Anyway, trapibs affect the interaction of HDL and LDL particles through an enzyme called CETP. They ultimately increase HDL, which is good, and also lower LDL, which is also good. Here we have drugs that should work amazingly well on paper - they decrease LDL similar to statins, and they also increase HDL. Yet, their effect on overall and cardiovacular mortality is close to zero.

None of the above described LDL-lowering agents have a significant, if any, effect on overall mortality, yet we still continue prescribing them to patients. Sure, there were studies that found an association between high LDL levels and cardiovascular mortality; but there's a far stronger association with either diabetes, smoking, obesity and hypertension.

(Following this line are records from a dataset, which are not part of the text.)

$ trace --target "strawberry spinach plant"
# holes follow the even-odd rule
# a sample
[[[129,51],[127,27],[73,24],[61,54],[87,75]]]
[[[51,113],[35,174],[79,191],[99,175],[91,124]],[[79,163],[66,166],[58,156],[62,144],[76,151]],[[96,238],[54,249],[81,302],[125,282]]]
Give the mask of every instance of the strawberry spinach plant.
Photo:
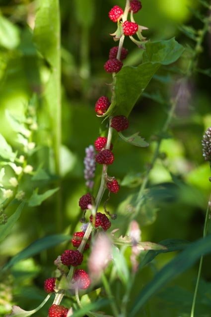
[[[77,0],[74,4],[81,24],[81,52],[80,68],[71,73],[75,76],[72,84],[75,85],[76,90],[80,85],[83,101],[90,98],[89,93],[96,97],[90,113],[97,123],[93,124],[95,129],[91,133],[95,138],[92,143],[89,145],[85,140],[84,166],[81,169],[83,184],[77,192],[76,197],[72,199],[71,197],[72,202],[69,203],[70,212],[67,218],[64,211],[64,202],[67,199],[64,193],[69,186],[66,177],[72,168],[71,185],[74,191],[78,186],[77,166],[81,166],[83,158],[80,162],[62,145],[62,118],[65,122],[69,118],[68,116],[62,118],[62,100],[65,105],[67,97],[62,96],[61,75],[65,82],[66,71],[68,73],[67,64],[71,65],[71,55],[61,46],[60,18],[65,14],[65,5],[63,7],[58,0],[42,0],[35,11],[34,1],[27,3],[26,13],[30,29],[22,34],[25,42],[18,43],[19,46],[14,44],[14,48],[29,58],[34,54],[40,74],[37,73],[39,86],[31,88],[32,96],[24,106],[23,113],[20,115],[8,110],[6,111],[6,117],[11,125],[13,135],[15,136],[15,142],[11,142],[10,145],[0,135],[0,239],[3,243],[7,241],[10,231],[21,223],[25,210],[37,212],[33,218],[40,217],[48,224],[52,220],[54,224],[53,227],[48,226],[46,230],[45,226],[35,221],[38,229],[46,234],[41,234],[35,241],[32,239],[30,244],[18,250],[3,264],[1,273],[2,290],[0,285],[0,292],[3,294],[2,314],[7,314],[8,317],[48,314],[49,317],[149,317],[155,313],[158,317],[166,314],[179,316],[178,314],[183,317],[190,314],[191,317],[209,316],[210,299],[208,296],[205,303],[201,300],[203,290],[201,289],[200,281],[203,256],[210,253],[211,250],[211,237],[209,234],[211,198],[203,238],[190,242],[178,235],[177,238],[166,239],[165,237],[165,240],[158,242],[153,235],[151,239],[145,238],[147,234],[144,232],[143,234],[142,230],[145,226],[147,230],[154,222],[158,209],[170,210],[175,206],[176,209],[178,206],[181,208],[188,202],[191,205],[192,200],[195,204],[199,197],[197,190],[192,191],[190,179],[185,180],[185,174],[190,168],[187,162],[173,161],[174,156],[171,157],[169,151],[168,157],[163,149],[166,144],[171,146],[168,143],[169,140],[176,137],[180,138],[180,130],[182,130],[179,125],[179,115],[182,112],[180,109],[180,106],[183,105],[186,109],[190,95],[193,93],[193,78],[198,73],[210,76],[209,69],[201,69],[199,66],[203,45],[211,23],[210,15],[207,12],[210,5],[201,1],[202,13],[192,9],[193,16],[196,15],[201,23],[200,29],[197,30],[187,26],[180,27],[181,31],[194,43],[184,46],[174,37],[168,40],[149,39],[147,33],[150,29],[141,25],[136,17],[144,10],[143,1],[142,3],[139,0],[121,0],[119,1],[121,4],[114,5],[107,15],[109,30],[114,29],[109,36],[107,60],[98,66],[107,77],[104,78],[103,88],[97,90],[96,94],[88,90],[91,87],[88,83],[91,71],[87,51],[94,3],[91,0]],[[61,13],[60,7],[64,10],[61,10]],[[87,17],[84,16],[86,11]],[[7,27],[14,34],[17,32],[5,18],[2,18],[2,23],[6,29]],[[33,44],[30,47],[32,50],[30,53],[26,48],[27,41],[30,45]],[[23,43],[26,45],[25,48]],[[6,43],[4,47],[5,50],[13,49]],[[135,63],[133,56],[130,59],[133,50],[136,52]],[[12,52],[14,54],[15,52]],[[156,92],[153,90],[155,89]],[[141,119],[141,123],[136,124],[136,115],[139,112],[135,106],[141,104],[143,98],[150,102],[153,101],[157,107],[161,105],[160,108],[164,110],[161,117],[158,116],[161,110],[156,112],[159,122],[156,129],[153,129],[152,135],[147,129],[142,128],[145,124],[143,119]],[[85,113],[79,109],[75,108],[75,111],[80,113],[81,117],[85,116]],[[156,116],[152,112],[148,115],[148,122],[151,120],[154,124]],[[77,120],[78,131],[82,125],[80,118]],[[207,121],[209,120],[210,126],[209,117]],[[74,119],[72,120],[73,124]],[[91,121],[88,124],[90,132]],[[100,126],[99,132],[97,126]],[[71,130],[69,123],[65,125],[65,129],[67,127],[69,135]],[[82,146],[86,133],[83,131],[81,142],[79,132],[77,133],[77,138],[74,142],[82,148],[83,155],[84,149]],[[88,140],[89,136],[86,136]],[[180,149],[174,142],[171,149],[173,151],[174,146],[176,147],[176,156],[177,150]],[[200,156],[210,162],[211,142],[211,128],[209,128],[203,137]],[[139,171],[124,171],[120,180],[118,165],[121,166],[121,160],[124,160],[127,166],[134,151],[139,158],[135,161],[139,162]],[[68,166],[70,161],[70,166]],[[174,163],[179,165],[177,170],[172,166]],[[180,166],[184,169],[183,174],[177,174]],[[168,173],[167,181],[159,181],[159,168]],[[208,182],[206,179],[203,180],[206,181]],[[122,190],[124,193],[120,199],[118,196]],[[71,195],[69,190],[67,193],[68,196]],[[194,198],[194,194],[197,197]],[[205,200],[207,199],[206,196]],[[48,199],[45,201],[47,199],[52,200],[49,203],[51,204],[50,213],[46,214],[45,206],[49,201]],[[177,200],[178,203],[175,202]],[[202,203],[202,206],[204,204]],[[39,213],[37,206],[40,206]],[[74,213],[76,209],[78,212]],[[165,226],[173,228],[173,222],[167,217],[163,223]],[[53,247],[52,254],[48,250]],[[162,268],[158,269],[155,264],[157,256],[168,256],[176,251],[181,252],[173,258],[166,258],[168,263],[163,264]],[[34,262],[31,261],[32,258]],[[188,305],[181,306],[181,310],[169,308],[166,304],[168,301],[171,302],[168,288],[164,288],[163,291],[164,287],[168,283],[172,283],[174,278],[191,268],[198,260],[200,261],[198,277],[196,283],[190,282],[190,285],[196,285],[190,295],[171,284],[172,297],[179,300],[180,293],[182,295],[185,294],[185,298],[189,299]],[[39,263],[39,268],[36,267],[36,262]],[[33,267],[31,271],[28,265]],[[20,279],[24,280],[24,275],[26,281],[23,283]],[[33,279],[35,284],[40,287],[32,286]],[[39,280],[37,282],[36,279]],[[204,283],[204,289],[207,290],[204,293],[210,292],[210,283]],[[21,291],[18,293],[18,290],[15,293],[17,300],[14,298],[12,299],[8,295],[12,293],[11,285],[17,289],[16,285],[18,284],[21,285],[19,288]],[[41,288],[43,290],[38,291]],[[25,302],[21,300],[23,294]],[[154,301],[151,300],[152,296]],[[199,311],[196,310],[198,298]],[[165,299],[166,311],[155,313]],[[174,300],[173,304],[177,304]],[[34,305],[35,302],[36,306]]]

You should always verify information for yourself, especially when it comes to health, but it is my opinion that lipoproteins are, at best, a mere marker of potential heart disease risk, and a complete red herring at worst. It's like the correlation between yellow fingers and lung cancer. Should we cut off yellow fingers? No, of course not. It just so happens that smokers usually get yellow fingers from excessive smoking. Should we reduce LDL cholesterol by substituting animal fats with industrial made seed oils? I leave that for you to decide.